Accenture’s Global Consumer Satisfaction Survey found that 69 percent of customers have voted with their feet in the past year, moving to a new provider for at least one product or service.5
There are four basic reasons why customers choose to vote with their feet, and go looking for another service provider rather than sticking around and trying to work the problem through with us: they don’t know how to complain or have a way to do it; they don’t want to be made wrong; they don’t believe it will matter; and they worry about retaliation.
A strong, enduring customer service relationship will be founded on clear, open communications, whether the matter at hand is positive or negative. Customers who take the time to bring their problems to us, or offer advice on how we can get better at meeting their needs, are customers who believe we care enough to act on their complaints, not just feel good about their compliments. They’re telling us they still see value in the relationship if, that is, things can get back to a sound and mutually satisfying level. They’re really a golden asset.
Acumen means insight and wisdom. In today’s changing customer world, it is acquired only through continual feedback and current intelligence. The pursuit of feedback serves many purposes. It communicates to employees that the customer is truly important; it telegraphs to the customer that their two-cents-worth really matters; and, for the organization, it keeps the service covenant in balance to maintain a healthy, positively memorable customer experience.
Acumen is a big word with a wide meaning. While the traditional definition is about being smart, it also means shrewdness. Its origin is the Latin word acumere, meaning “to sharpen.” Bestselling author Stephen Covey listed one of his “7 Habits” as “Sharpen the Saw”—his label for continuous learning or, in his words, “the balancing and selfrenewal of your resources.”6 Smart organizations find a myriad of ways to remain smart and shrewd about the ever-changing customer. Growing in a relationship—whether spouse, partner, customer or friend—is vital to growing the benefits of that relationship.

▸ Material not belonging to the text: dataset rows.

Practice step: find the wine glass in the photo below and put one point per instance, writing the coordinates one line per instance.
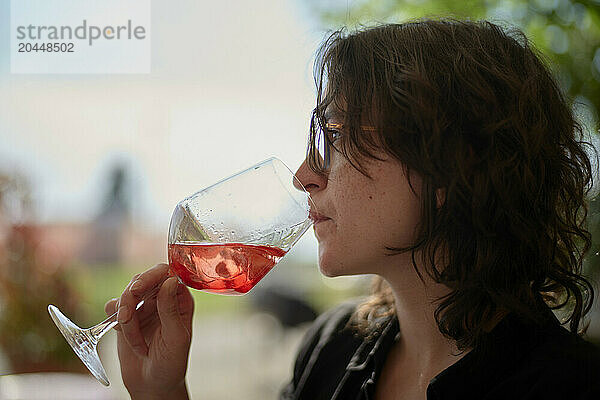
(223, 239)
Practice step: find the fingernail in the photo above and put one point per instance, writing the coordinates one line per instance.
(173, 286)
(136, 286)
(123, 315)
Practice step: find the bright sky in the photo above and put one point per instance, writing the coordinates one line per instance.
(231, 84)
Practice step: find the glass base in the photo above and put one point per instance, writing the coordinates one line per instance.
(81, 342)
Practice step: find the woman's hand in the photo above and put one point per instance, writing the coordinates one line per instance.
(154, 342)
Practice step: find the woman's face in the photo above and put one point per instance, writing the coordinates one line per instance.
(362, 216)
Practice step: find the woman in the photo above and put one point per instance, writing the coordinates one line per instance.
(453, 169)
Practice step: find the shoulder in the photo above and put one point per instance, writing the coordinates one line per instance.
(559, 365)
(324, 352)
(566, 357)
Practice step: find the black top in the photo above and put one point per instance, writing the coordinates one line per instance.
(521, 361)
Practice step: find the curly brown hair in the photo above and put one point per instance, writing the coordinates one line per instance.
(474, 109)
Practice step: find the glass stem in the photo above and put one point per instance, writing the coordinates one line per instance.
(99, 330)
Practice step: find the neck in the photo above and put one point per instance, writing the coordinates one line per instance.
(422, 345)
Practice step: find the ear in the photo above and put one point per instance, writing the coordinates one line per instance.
(440, 197)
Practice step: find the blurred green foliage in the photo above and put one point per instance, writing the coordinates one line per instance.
(566, 32)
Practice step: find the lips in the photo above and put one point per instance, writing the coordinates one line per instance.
(315, 217)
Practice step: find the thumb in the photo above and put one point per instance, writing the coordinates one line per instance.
(173, 329)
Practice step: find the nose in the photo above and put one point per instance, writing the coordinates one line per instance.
(311, 181)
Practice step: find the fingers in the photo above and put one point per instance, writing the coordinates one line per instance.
(149, 280)
(174, 328)
(129, 322)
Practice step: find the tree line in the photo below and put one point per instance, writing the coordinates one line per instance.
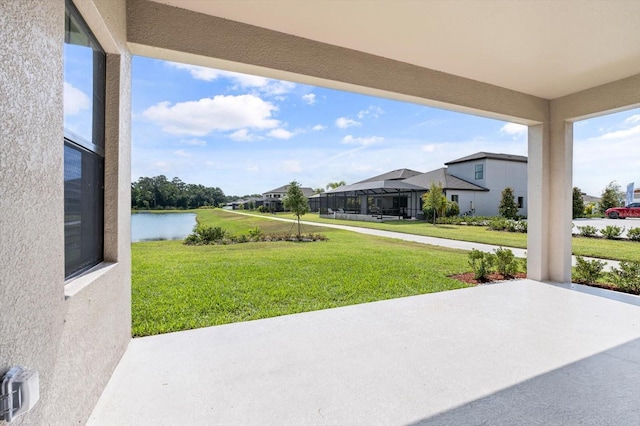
(160, 193)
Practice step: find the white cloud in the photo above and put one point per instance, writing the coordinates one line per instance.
(515, 130)
(193, 142)
(220, 113)
(344, 122)
(75, 100)
(309, 98)
(243, 135)
(373, 111)
(291, 166)
(280, 134)
(362, 141)
(264, 85)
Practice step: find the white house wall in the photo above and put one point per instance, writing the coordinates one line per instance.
(73, 333)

And now, we ride off into the sunset…
The main body of the book is concluding. What follows is an array of resources in a section we call “Flash Drive.” Its intent is to bolster continual learning and renewal.
We hope this has been an insightful (make that an e-sightful!) journey and that the trip has renewed your allegiance to the nobility of service and nurtured your zeal to make customer experiences matter more.
In the face of data overload, cyber-sonic excess, and the grandstanding nature of cynicism, the route to healthy partnerships with customers can seem overwhelming if not impossible. But, we would encourage you to wear your customer challenges like an oyster wears a grain of sand. Be the master choreographer of the customer experience you create. Deliver over-the-top service from your heart, filled with the optimism of a child at the winter holidays as well as the unconditional acceptance of a loved pet. Let it be all about your customer, in word, deed, and symbol.
In this era of the Internet we desperately need partnerships—those neighbor-like relationships that honor service at a caring level. True partners remain loyal through good times and bad, through layoffs and lay-ups, through healthy moments and sickly madness, and through joyful wins and disappointing mistakes. Such relationship commitments start, and continue, with the expression of a partnership orientation: honesty, generosity, curiosity, integrity, balance, and an allegiance to collaboration.
The byproduct of customer partnerships is more than simply loyalty. The deeper consequence is that partnerships foster lives of peace, joy, and contribution. Partnership does not happen solely through good intentions. It starts with the courageous act to invest greater focus and energy on making service a cherished bond, not just an inconsequential business deal. And it starts with a single encounter—your next one.